精品人妻在线视频,亚洲91蜜桃精品宗合

本文主要工作

使用meme鑒定了SBT家族的蛋白質(zhì)模體組成

對(duì)meme鑒定結(jié)果進(jìn)行處理并用ggplot2進(jìn)行可視化

4.蛋白質(zhì)與基因結(jié)構(gòu)可視化分析

4.1 蛋白質(zhì)模體預(yù)測(cè)

Protein Motif這個(gè)概念比較混亂，需要在這里特別說(shuō)明。在生物化學(xué)中，一個(gè)比較清晰的英文定義是這樣給出的：

”P(pán)rotein motifs are small regions of protein three-dimensional structure or amino acid sequence shared among different proteins.
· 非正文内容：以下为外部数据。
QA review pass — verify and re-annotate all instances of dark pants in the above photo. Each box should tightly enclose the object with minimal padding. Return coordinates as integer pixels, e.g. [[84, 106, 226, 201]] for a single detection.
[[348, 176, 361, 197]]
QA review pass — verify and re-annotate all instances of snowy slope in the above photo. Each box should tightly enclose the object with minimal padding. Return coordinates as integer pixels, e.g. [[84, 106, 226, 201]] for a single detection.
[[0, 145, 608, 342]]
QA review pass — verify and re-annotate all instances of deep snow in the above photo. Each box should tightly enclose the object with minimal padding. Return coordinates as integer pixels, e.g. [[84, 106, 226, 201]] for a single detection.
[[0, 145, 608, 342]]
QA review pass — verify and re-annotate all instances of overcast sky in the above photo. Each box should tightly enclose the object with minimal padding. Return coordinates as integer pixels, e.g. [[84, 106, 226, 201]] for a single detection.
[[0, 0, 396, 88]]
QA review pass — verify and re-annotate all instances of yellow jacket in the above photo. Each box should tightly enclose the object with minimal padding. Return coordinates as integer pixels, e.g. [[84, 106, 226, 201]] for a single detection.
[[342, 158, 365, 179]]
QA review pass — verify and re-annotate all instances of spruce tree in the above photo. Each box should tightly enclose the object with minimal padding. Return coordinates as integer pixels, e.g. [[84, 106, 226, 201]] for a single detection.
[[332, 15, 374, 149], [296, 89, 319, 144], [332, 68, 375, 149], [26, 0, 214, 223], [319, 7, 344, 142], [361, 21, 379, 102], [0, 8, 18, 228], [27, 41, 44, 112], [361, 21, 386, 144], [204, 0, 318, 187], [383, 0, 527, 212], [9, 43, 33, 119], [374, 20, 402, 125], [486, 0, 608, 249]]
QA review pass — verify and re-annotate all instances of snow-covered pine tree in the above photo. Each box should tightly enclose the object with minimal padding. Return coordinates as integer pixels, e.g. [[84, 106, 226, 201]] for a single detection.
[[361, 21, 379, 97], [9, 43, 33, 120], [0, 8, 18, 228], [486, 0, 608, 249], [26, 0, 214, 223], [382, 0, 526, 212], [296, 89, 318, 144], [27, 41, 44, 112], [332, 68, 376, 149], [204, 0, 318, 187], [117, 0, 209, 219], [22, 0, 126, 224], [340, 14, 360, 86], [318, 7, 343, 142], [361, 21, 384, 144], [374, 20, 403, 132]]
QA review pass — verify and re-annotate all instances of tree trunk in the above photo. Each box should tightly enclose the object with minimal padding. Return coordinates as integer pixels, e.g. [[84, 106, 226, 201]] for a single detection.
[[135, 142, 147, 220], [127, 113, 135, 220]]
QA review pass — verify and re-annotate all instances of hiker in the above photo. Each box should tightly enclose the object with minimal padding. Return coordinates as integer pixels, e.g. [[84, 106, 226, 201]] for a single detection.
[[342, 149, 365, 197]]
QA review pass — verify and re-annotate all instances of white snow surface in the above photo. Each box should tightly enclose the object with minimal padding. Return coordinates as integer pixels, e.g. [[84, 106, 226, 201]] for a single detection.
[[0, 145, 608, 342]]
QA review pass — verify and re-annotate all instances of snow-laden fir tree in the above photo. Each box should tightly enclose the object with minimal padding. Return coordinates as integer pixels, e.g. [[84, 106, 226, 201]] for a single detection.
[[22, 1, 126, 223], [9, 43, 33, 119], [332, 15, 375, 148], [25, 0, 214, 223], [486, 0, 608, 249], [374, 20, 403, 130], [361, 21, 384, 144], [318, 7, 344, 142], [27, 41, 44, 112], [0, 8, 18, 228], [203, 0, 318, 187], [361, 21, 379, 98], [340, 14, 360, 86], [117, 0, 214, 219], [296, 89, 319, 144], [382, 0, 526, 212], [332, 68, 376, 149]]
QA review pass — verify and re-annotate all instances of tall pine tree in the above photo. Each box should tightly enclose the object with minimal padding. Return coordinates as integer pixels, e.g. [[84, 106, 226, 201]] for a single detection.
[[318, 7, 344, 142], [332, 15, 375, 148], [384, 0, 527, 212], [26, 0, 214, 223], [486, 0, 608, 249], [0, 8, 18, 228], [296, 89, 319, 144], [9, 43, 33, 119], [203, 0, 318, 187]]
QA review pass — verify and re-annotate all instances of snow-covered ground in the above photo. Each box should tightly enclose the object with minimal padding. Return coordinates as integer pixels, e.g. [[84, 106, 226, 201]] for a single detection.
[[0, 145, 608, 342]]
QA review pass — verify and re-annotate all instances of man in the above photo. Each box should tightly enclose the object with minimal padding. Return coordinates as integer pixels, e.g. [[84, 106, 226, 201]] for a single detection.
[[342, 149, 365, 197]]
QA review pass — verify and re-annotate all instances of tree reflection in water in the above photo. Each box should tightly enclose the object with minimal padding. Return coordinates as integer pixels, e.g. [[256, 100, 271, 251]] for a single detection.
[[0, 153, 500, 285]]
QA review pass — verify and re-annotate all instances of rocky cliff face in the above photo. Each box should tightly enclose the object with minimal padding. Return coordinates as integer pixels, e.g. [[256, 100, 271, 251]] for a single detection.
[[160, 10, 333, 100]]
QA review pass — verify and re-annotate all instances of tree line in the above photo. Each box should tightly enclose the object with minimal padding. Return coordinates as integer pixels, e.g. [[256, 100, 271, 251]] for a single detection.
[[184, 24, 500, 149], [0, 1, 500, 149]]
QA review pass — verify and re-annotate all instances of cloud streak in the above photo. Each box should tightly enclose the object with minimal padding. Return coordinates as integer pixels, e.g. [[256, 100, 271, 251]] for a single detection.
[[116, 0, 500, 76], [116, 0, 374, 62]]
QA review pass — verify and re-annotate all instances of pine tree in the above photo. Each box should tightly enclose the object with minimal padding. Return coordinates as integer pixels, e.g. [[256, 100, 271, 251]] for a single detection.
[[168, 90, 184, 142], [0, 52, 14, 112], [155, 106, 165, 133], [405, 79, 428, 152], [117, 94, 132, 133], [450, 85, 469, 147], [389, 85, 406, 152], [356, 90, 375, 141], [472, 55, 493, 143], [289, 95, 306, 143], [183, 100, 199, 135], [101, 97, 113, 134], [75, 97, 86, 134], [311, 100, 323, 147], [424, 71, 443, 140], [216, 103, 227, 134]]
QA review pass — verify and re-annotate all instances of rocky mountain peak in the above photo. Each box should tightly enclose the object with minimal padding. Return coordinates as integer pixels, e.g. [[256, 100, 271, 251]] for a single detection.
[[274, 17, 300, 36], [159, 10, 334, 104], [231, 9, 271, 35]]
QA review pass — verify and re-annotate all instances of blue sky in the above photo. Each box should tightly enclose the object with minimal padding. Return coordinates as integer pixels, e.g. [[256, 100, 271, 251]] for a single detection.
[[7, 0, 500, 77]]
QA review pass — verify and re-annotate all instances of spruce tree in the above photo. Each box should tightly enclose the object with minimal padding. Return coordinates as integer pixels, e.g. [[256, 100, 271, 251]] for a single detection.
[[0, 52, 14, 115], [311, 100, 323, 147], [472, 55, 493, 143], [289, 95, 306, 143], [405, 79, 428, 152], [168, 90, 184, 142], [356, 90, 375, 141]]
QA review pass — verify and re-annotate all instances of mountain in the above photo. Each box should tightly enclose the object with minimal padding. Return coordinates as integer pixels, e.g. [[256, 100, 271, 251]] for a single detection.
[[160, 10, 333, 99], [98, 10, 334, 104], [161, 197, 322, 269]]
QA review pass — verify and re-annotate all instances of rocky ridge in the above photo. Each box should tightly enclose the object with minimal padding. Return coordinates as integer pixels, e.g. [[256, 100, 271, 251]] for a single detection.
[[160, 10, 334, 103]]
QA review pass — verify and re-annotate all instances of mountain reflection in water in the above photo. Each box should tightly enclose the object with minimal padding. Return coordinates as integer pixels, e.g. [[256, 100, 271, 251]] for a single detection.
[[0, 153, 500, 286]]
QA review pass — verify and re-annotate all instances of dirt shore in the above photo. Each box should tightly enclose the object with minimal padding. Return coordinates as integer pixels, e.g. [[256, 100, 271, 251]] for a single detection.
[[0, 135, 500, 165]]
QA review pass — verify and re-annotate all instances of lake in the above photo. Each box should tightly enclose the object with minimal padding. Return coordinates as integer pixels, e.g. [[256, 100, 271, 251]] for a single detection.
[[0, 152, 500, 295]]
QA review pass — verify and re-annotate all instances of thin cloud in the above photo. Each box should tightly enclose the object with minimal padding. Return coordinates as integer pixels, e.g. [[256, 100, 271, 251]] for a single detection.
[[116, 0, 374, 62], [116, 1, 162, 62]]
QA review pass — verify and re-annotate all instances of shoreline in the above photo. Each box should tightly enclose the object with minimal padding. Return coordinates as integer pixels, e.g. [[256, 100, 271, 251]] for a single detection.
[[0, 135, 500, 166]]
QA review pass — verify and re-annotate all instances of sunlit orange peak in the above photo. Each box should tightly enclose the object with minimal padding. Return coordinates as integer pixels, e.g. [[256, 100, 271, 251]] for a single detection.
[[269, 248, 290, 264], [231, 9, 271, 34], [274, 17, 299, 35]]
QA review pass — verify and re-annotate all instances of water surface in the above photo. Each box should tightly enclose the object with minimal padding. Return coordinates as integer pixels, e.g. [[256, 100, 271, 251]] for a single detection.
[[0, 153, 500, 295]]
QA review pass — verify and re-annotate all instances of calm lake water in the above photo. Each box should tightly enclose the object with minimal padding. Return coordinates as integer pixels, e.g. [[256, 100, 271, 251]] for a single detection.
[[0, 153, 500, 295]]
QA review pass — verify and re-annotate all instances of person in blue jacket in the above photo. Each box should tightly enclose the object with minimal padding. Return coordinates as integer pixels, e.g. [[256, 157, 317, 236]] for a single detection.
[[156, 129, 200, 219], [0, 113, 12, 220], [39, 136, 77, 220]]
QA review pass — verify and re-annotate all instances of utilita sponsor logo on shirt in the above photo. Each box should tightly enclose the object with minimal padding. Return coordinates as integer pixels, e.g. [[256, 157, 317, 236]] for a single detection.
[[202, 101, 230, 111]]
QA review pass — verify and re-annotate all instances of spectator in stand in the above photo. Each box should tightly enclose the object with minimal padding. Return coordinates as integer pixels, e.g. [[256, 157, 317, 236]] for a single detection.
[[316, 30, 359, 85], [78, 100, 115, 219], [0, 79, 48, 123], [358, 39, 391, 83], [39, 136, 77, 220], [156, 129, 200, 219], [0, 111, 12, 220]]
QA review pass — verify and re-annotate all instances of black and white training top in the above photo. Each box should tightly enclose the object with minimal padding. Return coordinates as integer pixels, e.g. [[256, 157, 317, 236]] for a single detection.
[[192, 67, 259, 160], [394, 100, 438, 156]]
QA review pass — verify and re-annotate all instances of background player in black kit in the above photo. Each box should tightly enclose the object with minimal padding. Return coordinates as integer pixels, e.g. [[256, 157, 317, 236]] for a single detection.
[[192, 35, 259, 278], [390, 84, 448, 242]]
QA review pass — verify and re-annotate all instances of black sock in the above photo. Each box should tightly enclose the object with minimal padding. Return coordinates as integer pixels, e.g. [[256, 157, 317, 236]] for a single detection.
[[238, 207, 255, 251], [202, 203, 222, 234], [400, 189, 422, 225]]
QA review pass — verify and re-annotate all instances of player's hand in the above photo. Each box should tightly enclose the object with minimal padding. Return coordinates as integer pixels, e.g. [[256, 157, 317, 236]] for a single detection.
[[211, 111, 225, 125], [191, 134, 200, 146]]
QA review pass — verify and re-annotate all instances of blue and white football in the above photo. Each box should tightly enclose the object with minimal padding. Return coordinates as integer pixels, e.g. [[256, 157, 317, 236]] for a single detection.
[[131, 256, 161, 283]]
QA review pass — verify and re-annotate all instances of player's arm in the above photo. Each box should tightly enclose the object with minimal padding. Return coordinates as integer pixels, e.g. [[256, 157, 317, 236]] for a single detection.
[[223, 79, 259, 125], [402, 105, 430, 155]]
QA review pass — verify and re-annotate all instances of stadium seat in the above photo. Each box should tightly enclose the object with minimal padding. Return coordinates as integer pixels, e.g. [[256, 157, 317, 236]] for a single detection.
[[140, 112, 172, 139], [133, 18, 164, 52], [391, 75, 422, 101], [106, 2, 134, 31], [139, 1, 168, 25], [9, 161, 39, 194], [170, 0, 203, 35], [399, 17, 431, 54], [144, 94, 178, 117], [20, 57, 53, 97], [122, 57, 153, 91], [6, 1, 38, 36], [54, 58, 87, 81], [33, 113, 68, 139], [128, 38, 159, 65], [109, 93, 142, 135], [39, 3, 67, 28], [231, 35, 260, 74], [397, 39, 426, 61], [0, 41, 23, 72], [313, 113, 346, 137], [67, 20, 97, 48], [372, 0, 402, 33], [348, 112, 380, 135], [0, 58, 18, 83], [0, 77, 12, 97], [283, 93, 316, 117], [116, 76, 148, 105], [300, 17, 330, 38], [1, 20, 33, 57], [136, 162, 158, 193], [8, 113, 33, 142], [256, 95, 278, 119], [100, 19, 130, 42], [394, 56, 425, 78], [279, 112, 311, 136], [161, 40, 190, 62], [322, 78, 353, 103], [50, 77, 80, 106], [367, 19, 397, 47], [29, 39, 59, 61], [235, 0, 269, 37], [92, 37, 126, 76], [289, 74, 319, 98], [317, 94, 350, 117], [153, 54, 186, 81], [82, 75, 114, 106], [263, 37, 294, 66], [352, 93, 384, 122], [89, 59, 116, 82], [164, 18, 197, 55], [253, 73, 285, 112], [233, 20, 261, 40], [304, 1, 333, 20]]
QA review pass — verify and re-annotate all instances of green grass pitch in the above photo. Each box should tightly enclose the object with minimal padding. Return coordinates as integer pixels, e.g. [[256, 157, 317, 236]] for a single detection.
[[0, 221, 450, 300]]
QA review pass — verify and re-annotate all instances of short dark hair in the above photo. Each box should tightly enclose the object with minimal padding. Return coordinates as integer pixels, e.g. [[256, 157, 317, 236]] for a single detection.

They are recognizable regions of protein structure that may (or may not) be defined by a unique chemical or biological function.” (https://bio.libretexts.org/Bookshelves/Cell_and_Molecular_Biology/Book%3A_Basic_Cell_and_Molecular_Biology_(Bergtrom)/03%3A_Details_of_Protein_Structure/3.06%3A_Protein_Domains_Motifs_and_Folds_in_Protein_Structure))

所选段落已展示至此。